É no Elã que Lacerda posa para as fotos desta reportagem. A construção de 1921 fica numa rua arborizada, cheia de prédios, em um bairro de classe média recifense. A fachada pintada de cinza, com detalhes em branco, azul e marrom, com luminárias presas à parede, relembra um estilo colonial que marcou a arquitetura da região.
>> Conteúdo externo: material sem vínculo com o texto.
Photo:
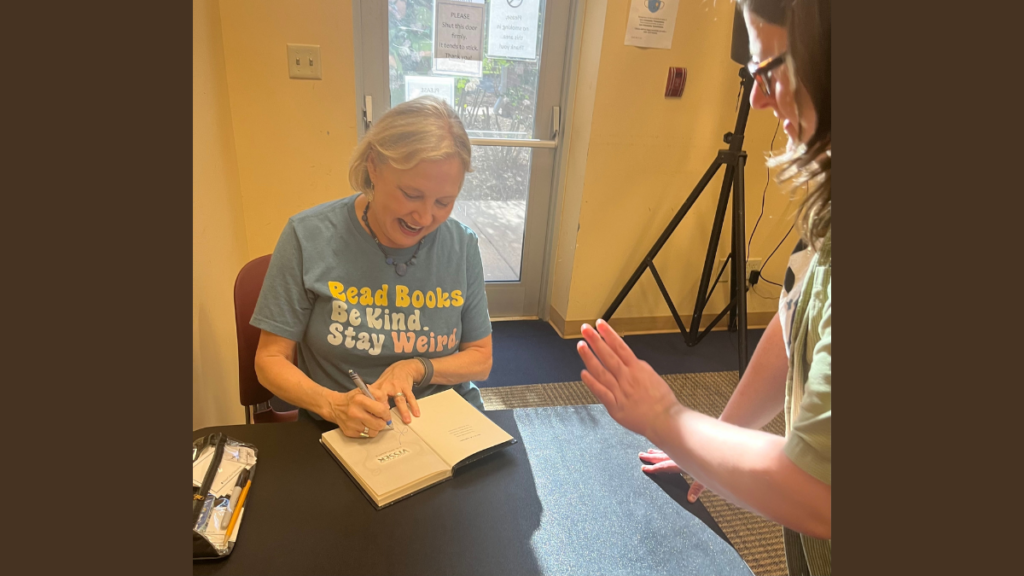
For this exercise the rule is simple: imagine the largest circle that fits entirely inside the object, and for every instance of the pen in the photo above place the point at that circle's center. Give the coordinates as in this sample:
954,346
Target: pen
363,386
243,479
238,508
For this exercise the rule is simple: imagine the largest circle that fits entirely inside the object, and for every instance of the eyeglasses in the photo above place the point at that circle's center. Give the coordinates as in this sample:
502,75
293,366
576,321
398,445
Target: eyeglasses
762,72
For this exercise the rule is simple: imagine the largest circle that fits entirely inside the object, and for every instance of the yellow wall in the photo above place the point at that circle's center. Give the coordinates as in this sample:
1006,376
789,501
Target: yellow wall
294,137
644,155
218,230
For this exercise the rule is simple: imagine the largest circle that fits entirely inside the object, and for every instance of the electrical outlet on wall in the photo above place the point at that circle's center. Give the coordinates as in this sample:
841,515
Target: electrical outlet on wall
752,264
303,62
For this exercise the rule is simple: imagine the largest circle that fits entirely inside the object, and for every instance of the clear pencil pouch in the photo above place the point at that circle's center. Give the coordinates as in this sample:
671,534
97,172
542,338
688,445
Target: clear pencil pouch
222,475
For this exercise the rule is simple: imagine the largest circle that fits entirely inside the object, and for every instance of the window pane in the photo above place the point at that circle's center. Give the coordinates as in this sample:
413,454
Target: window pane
493,202
497,98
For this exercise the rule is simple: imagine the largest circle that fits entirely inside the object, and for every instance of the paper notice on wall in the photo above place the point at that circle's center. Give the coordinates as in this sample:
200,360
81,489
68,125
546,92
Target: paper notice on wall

"Essa casa é da família de uma amiga nossa. Já foi um salão de cabeleireiro, mas estava fechado. Quando decidimos abrir o café, foi feita uma reforma. E é curioso, que foram aparecendo as coisas da casa", explica. "Antes, tinha um forro de gesso, e, quando tiraram, descobrimos o teto original. Optamos também por deixar as paredes com o tijolo aparentes. São coisas que resistiram ao tempo porque ficaram camufladas." Por dentro, a casa é decorada com painéis e objetos da cenografia de "Tatuagem" e de "Chão de Estrelas".
Resistência
"O mundo artístico e cultural sofreu muito com a pandemia", reclama o cineasta. Em março do ano passado, quando o Brasil iniciou a quarentena, seu longa-metragem "Fim de Festa" entrava na segunda semana em cartaz no cinema. "Ele tinha uma carreira muito boa, estava começando a repercutir. Foi ruim do ponto de vista de ver um trabalho parar no meio, ele teria um resultado melhor se tivesse no cinema, mas obviamente que as plataformas de streaming ajudaram", conta.
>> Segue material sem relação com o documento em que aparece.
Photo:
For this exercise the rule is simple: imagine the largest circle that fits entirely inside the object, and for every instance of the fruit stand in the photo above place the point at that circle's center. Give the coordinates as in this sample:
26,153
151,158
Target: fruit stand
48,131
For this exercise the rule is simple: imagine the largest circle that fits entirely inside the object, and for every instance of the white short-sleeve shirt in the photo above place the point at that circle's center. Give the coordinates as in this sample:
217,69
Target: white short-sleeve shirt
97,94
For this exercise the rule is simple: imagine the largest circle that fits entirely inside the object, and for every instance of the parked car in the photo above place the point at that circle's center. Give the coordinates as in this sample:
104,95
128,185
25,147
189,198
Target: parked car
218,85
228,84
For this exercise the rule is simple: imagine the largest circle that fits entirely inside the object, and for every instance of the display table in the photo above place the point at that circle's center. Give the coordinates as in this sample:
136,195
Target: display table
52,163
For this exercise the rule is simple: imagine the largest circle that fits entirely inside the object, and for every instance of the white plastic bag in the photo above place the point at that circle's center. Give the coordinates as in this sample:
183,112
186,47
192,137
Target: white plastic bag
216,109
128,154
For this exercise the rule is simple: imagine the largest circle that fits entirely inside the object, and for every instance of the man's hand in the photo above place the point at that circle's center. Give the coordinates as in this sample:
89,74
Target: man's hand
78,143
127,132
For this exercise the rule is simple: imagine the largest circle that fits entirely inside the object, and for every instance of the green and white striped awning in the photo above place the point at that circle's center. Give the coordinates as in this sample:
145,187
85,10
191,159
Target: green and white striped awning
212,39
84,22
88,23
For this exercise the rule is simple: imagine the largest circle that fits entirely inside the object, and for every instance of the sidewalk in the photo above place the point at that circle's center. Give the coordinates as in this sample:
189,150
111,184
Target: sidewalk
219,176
O filme, com Irandhir Santos e Hermila Guedes no elenco, recebeu os troféus de melhor ficção e melhor roteiro no Festival do Rio, em dezembro de 2019. A trama se passa em torno de uma morte na Quarta-Feira de Cinzas, também no Recife (melancólico e ressacado no pós-Carnaval).
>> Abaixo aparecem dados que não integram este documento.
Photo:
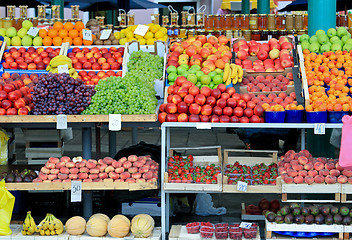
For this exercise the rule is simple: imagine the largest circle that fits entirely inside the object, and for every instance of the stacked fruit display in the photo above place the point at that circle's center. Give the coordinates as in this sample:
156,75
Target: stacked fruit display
155,32
132,94
131,169
273,56
96,59
295,214
28,59
332,40
253,175
183,170
301,168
"Chão de Estrelas", ao contrário, foi finalizado durante o isolamento social. As gravações se encerraram em novembro de 2019, e a pós-produção foi feita de forma remota. "Natara Ney, a montadora, veio passar seis meses no Recife para editarmos, e ficou 1 ano e pouco. O tempo terminou sendo espichado." Embora cansativo, o processo mais trabalhoso teve suas vantagens: ocupou-lhe o tempo e deu-lhe concentração.
Para quem se acostumou a crônicas mais festivas no cinema de Lacerda, essas obras atuais trazem outro tom, acumulam mais densidade. Tristeza e banzo que têm a ver com as crises do Brasil, como explica o cineasta, se referindo ao governo e a um desmonte das políticas públicas do setor cultural. "A cultura já vinha sofrendo", pondera, "apesar de que algumas pessoas vejam na pandemia uma tábua de salvação para dizer que tudo que aconteceu foi por causa da pandemia".
"No cinema, o golpe já tinha sido dado, o desmantelamento de um bem artístico como esse, que demorou tanto tempo para ser construído, foi por causa de políticas claramente feitas para isso. A gente sabe quem está nas secretarias, qual o papel da Ancine", lamenta o diretor. "A pandemia foi uma pá de cal. No nosso mundo, o distanciamento colocado foi muito trágico."
Mas há de se resistir. Hoje Hilton Lacerda desenvolve roteiro para outra série de TV — a segunda parte de "Lama dos Dias", baseada no movimento manguebeat — e escreve a história de seu terceiro longa-metragem como diretor, ainda sem nome. O filme, conta ele, será a "terceira fase de pensamento que começa em 'Tatuagem' e passa por 'Fim de Festa'".